I nodded. “How long has the feed been out?”
“Just now,” Niamh said. “I was watching the overhead feed, waiting to check the connections on the new instruments. The helicopter had just dropped everyone off, and they were swapping shit out. Then you came in and distracted me, and when I looked back, it was out.”
“Sorry.”
“You’d better be.” They mused at the screen. “It usually drops for a few seconds at most before it comes on again. This is way longer than usual. It’s annoying. I want more data. Data from an instrument pack that’s not been smeared with parasite mucus.”
“I’m going past the administration building,” I said. “Do you want me to tell them the aerostat feed is out? They have a radio connection with Chopper One. They can probably check to see if there’s something obviously wrong.”
“I’m sure it will be fine,” Niamh said. “By which I mean obviously go and complain to Administration, so you’ll be the one they’ll be annoyed with and not me.”
“On it,” I said.
I got to Administration and found Aparna and Kahurangi there. “The aerostat feed’s out,” Aparna said to me.
“I know. I was told by Niamh to complain about it.”
Kahurangi pointed at Brynn MacDonald’s office. “There’s another problem,” he said. “They can’t raise Chopper One, either.”

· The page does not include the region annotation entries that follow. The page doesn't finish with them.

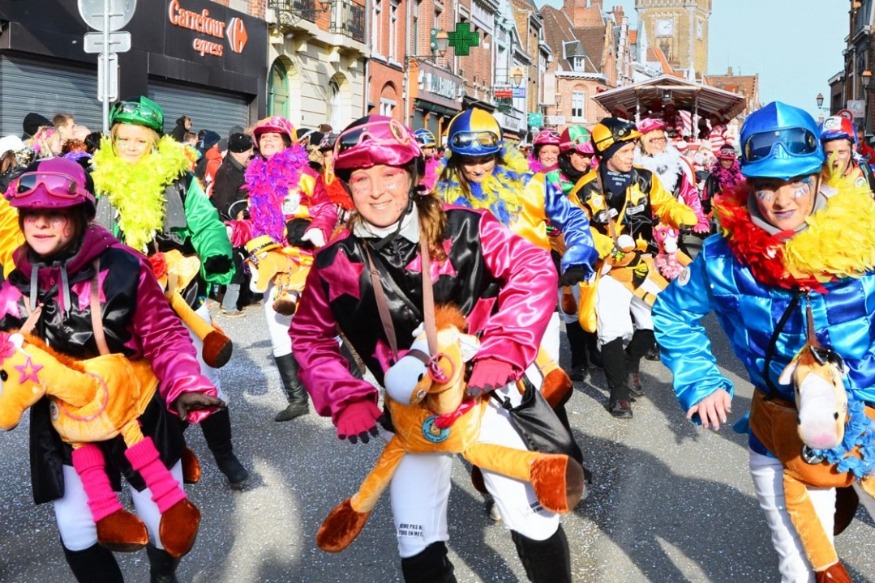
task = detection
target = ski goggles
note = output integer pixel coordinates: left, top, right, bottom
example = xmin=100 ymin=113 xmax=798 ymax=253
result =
xmin=744 ymin=128 xmax=818 ymax=162
xmin=7 ymin=172 xmax=91 ymax=200
xmin=452 ymin=132 xmax=501 ymax=148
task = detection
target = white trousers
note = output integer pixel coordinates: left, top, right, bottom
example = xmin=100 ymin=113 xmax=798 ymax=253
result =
xmin=748 ymin=451 xmax=875 ymax=583
xmin=52 ymin=461 xmax=182 ymax=551
xmin=389 ymin=385 xmax=559 ymax=558
xmin=595 ymin=272 xmax=660 ymax=347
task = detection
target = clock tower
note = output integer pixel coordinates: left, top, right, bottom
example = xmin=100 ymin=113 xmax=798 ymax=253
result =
xmin=635 ymin=0 xmax=711 ymax=77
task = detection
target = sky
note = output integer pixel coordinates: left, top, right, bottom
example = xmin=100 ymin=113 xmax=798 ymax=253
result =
xmin=535 ymin=0 xmax=850 ymax=118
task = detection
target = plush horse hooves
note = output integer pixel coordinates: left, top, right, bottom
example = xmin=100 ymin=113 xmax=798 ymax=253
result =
xmin=97 ymin=510 xmax=149 ymax=553
xmin=201 ymin=330 xmax=234 ymax=368
xmin=158 ymin=499 xmax=201 ymax=559
xmin=541 ymin=368 xmax=574 ymax=409
xmin=814 ymin=561 xmax=853 ymax=583
xmin=181 ymin=447 xmax=201 ymax=484
xmin=531 ymin=453 xmax=585 ymax=514
xmin=316 ymin=498 xmax=371 ymax=553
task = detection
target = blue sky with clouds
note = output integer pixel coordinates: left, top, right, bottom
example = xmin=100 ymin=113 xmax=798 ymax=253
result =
xmin=536 ymin=0 xmax=850 ymax=117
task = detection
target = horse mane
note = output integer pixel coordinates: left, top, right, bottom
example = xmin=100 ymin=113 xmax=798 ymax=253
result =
xmin=22 ymin=334 xmax=85 ymax=373
xmin=434 ymin=304 xmax=468 ymax=333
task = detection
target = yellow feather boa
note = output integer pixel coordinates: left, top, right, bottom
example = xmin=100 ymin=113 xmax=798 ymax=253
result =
xmin=91 ymin=136 xmax=192 ymax=251
xmin=784 ymin=184 xmax=875 ymax=283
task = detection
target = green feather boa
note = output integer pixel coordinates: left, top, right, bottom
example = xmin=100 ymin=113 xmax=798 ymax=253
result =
xmin=91 ymin=136 xmax=192 ymax=251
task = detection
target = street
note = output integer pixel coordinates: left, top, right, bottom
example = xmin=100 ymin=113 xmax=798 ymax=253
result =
xmin=0 ymin=270 xmax=875 ymax=583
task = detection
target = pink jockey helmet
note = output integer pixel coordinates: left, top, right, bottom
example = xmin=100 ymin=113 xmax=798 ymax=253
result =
xmin=334 ymin=115 xmax=422 ymax=172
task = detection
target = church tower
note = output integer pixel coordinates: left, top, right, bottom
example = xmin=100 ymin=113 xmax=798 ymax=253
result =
xmin=635 ymin=0 xmax=711 ymax=77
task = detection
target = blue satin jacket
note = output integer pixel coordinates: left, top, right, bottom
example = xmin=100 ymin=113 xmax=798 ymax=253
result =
xmin=653 ymin=235 xmax=875 ymax=451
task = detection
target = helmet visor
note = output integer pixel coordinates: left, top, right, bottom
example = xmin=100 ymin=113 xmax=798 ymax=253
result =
xmin=452 ymin=132 xmax=501 ymax=148
xmin=9 ymin=172 xmax=89 ymax=200
xmin=744 ymin=128 xmax=817 ymax=162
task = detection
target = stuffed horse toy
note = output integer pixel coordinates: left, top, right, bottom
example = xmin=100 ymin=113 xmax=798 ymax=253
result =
xmin=316 ymin=306 xmax=584 ymax=552
xmin=750 ymin=306 xmax=875 ymax=583
xmin=653 ymin=223 xmax=690 ymax=281
xmin=149 ymin=249 xmax=234 ymax=368
xmin=0 ymin=332 xmax=200 ymax=558
xmin=246 ymin=235 xmax=313 ymax=316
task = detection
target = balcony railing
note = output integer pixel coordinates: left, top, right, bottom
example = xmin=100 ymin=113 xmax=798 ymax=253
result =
xmin=331 ymin=0 xmax=365 ymax=43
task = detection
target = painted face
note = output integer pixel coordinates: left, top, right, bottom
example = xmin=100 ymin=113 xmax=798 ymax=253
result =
xmin=114 ymin=123 xmax=154 ymax=164
xmin=538 ymin=144 xmax=559 ymax=168
xmin=605 ymin=142 xmax=635 ymax=172
xmin=349 ymin=164 xmax=412 ymax=228
xmin=753 ymin=175 xmax=817 ymax=231
xmin=22 ymin=211 xmax=73 ymax=256
xmin=570 ymin=150 xmax=592 ymax=172
xmin=823 ymin=140 xmax=851 ymax=176
xmin=258 ymin=132 xmax=286 ymax=158
xmin=641 ymin=130 xmax=668 ymax=156
xmin=460 ymin=154 xmax=495 ymax=183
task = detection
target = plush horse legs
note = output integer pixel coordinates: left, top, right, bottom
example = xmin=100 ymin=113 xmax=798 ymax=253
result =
xmin=125 ymin=437 xmax=200 ymax=558
xmin=73 ymin=444 xmax=149 ymax=552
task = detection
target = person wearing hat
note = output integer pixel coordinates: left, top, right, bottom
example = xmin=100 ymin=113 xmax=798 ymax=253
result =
xmin=569 ymin=117 xmax=698 ymax=419
xmin=653 ymin=102 xmax=875 ymax=581
xmin=91 ymin=97 xmax=249 ymax=488
xmin=702 ymin=144 xmax=744 ymax=215
xmin=210 ymin=133 xmax=254 ymax=318
xmin=0 ymin=158 xmax=224 ymax=582
xmin=820 ymin=115 xmax=875 ymax=193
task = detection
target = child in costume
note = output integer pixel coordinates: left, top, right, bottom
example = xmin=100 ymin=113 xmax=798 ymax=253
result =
xmin=246 ymin=116 xmax=337 ymax=421
xmin=291 ymin=116 xmax=571 ymax=583
xmin=653 ymin=102 xmax=875 ymax=582
xmin=0 ymin=158 xmax=222 ymax=582
xmin=92 ymin=97 xmax=249 ymax=488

I frowned at this. “For how long?”
“Since we’ve been here to complain about the aerostat feed being down.”
“So not that long.”
“No, but it’s weird to have both the aerostat feed down and a helicopter out of contact at the same time,” Kahurangi said.
“Especially near a kaiju,” Aparna added.
I nodded. I hadn’t quite made that connection myself. Something or someone might have bothered Bella enough that she roused herself out of her brooding torpor. If that happened, that could be very bad news for the aerostat, the helicopter, and everyone on the mission, which included Kahurangi’s Blue Team counterparts. Niamh’s, too.
And Tom Stevens, I just remembered.
MacDonald came out of her office, looking displeased. She was about to say something to Aparna and Kahurangi, saw me, and stopped.
“I know about the feed and the chopper,” I said to her.
“Then I want you to go to the airfield and talk to Martin Sa tie,” she said. “Quietly and discreetly. The airfield has its own radio equipment, maybe he can raise Chopper One from there.”
“And if he can’t?” I asked.
“One thing at a time,” MacDonald said. She turned to Aparna and Kahurangi. “I need you not to talk to anyone else about this yet.”
“Niamh Healy knows something’s up, too,” I said. “I just came from talking to them.”
“We can talk to Niamh,” Kahurangi said.
“It’s not something we can keep quiet for long, though,” Aparna warned. “We’re not the only ones with access to the aerostat feed. Ion will be back in the lab soon, and looking for that data.”
“It’s not the aerostat I’m worried about,” MacDonald said. “They go down every now and then. It’s Chopper One out of communication that bothers me.” She looked at me. “Why are you still here? Go.”
I headed out the door and went to the airfield in enough of a rush that I almost forgot to grab a hat and gloves.
Martin Satie did not seem surprised to see me. “You come from Administration?” he asked.
“Yes,” I said.
“They can’t raise Chopper One either.”
“No. The aerostat feed is down, too.”
“How long?”
“As long as Chopper One’s been out of contact.”
“Anything on the feed before it went out?”
“I didn’t see it. I was talking to Dr. Healy, who was looking at it before it went out. They didn’t see anything either.”
Satie nodded. “Okay. Well, let’s go, then.”
“What?”
“We have a chopper out of contact and an aerostat down near a kaiju,” Satie said. “We need eyes. You have eyes.”
“You have eyes, too,” I said. “I need to report back.”
“Right.” Satie pulled out his phone, opened the screen, and texted something. “Okay.”
“What was that?” I asked.
“I just texted Dr. MacDonald and told her I was borrowing you for a moment.”